Ou seja, foi nesse cenário de prisões repetitivas que o estopim das manifestações aconteceu: no dia 21 de junho uma manifestação em frente ao edifício do Jornal do Brasil resultou em diversas mortes, dezenas de feridos e mais de mil prisões.
O episódio entrou para a história como a “sexta-feira sangrenta” e causou forte comoção nacional.
Foi diante da repercussão dessa violência nos jornais que o regime militar autorizou a realização de uma nova manifestação — a Passeata dos Cem Mil.
Essa protesto foi tão grande para a época que demonstrou a capacidade de mobilização dos estudantes mesmo sob intensa vigilância e consolidou a juventude como protagonista na luta pela democracia.

As atrizes Eva Wilma, Tônia Carrero, Odete Lara, Norma Bengell e Cacilda Becker participaram de um ato contra a ditadura militar durante a Passeata dos Cem Mil, realizada em fevereiro de 1968. Foto: reprodução
O movimento estudantil brasileiro é um dos pilares da resistência democrática no país.
Como vimos, sua trajetória vai muito além da luta por melhorias na educação — trata-se de uma força histórica que enfrentou regimes autoritários, questionou estruturas de poder e defendeu, com muita coragem, o direito de sonhar com um país mais justo.
Durante a ditadura militar, estudantes foram perseguidos, censurados, presos, torturados e mortos. Ainda assim, não recuaram.

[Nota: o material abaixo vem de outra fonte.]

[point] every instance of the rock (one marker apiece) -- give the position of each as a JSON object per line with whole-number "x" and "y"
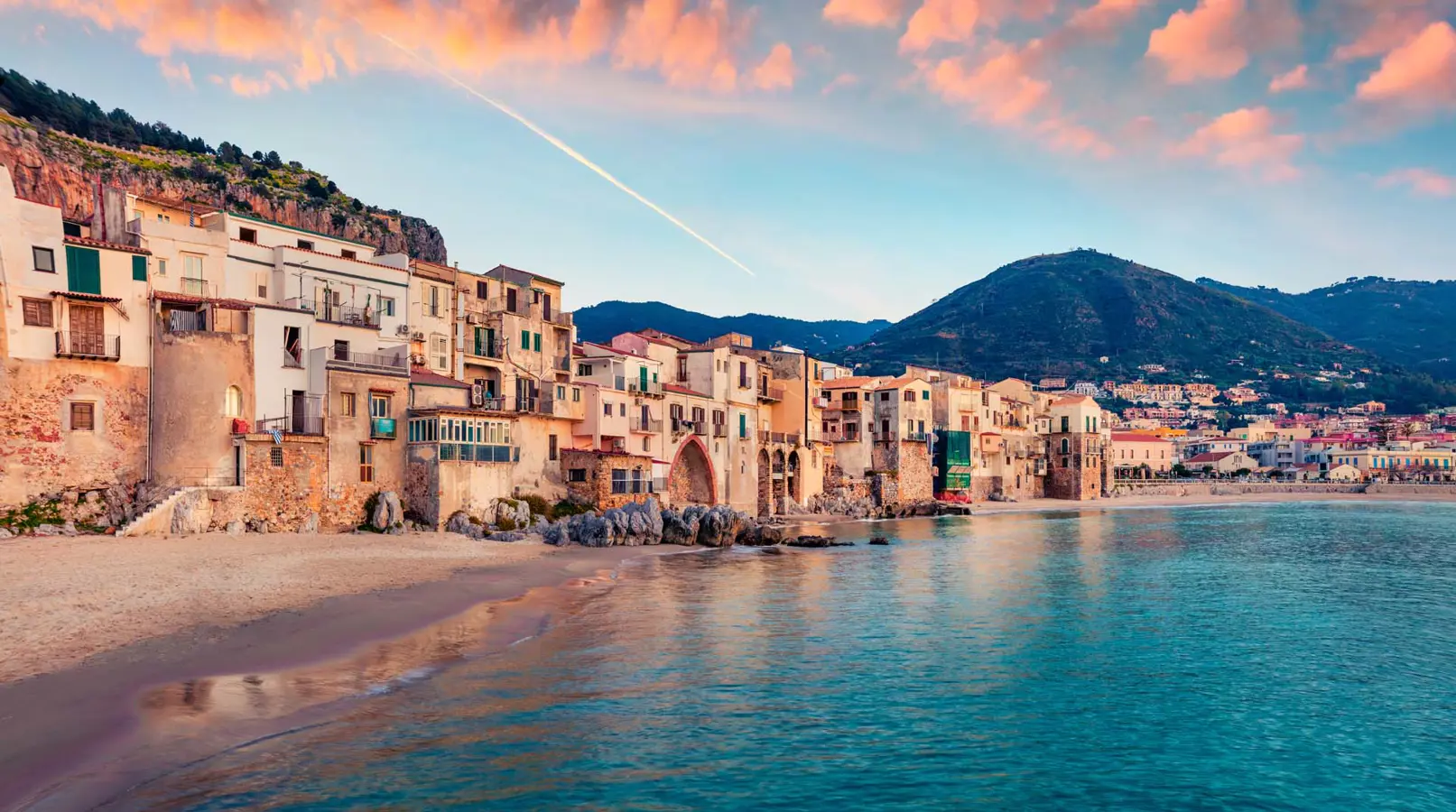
{"x": 681, "y": 527}
{"x": 817, "y": 541}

Pelo contrário, encontraram nas escolas e universidades um espaço de articulação política e resistência. Portanto, as mobilizações estudantis que se espalharam nos anos de chumbo foram mais do que simples atos de protesto: foram afirmações de que a juventude não aceitaria ser silenciada.
Em muitos casos, essa luta ultrapassou os muros das universidades e se radicalizou. Parte dos estudantes, diante da escalada de violência e do fechamento total dos canais democráticos, aderiram a movimentos de resistência armada, acreditando que apenas a luta direta poderia derrubar o regime.
Com o Ato Institucional nº 5, em dezembro de 1968, o cenário ficou ainda mais sombrio. A medida institucionalizou a repressão, fechou o Congresso, censurou a imprensa e deu ao regime poderes quase absolutos.
Foi um golpe duríssimo contra o movimento estudantil, que teve suas entidades perseguidas e seus líderes obrigados a atuar na clandestinidade ou a partir do exílio. Mesmo assim, o movimento resistiu. Foi duramente atacado, mas não extinto.
Porque se tem uma coisa que não deixa dúvidas sobre a história brasileira é que enquanto houver injustiça, haverá estudantes dispostos a lutar.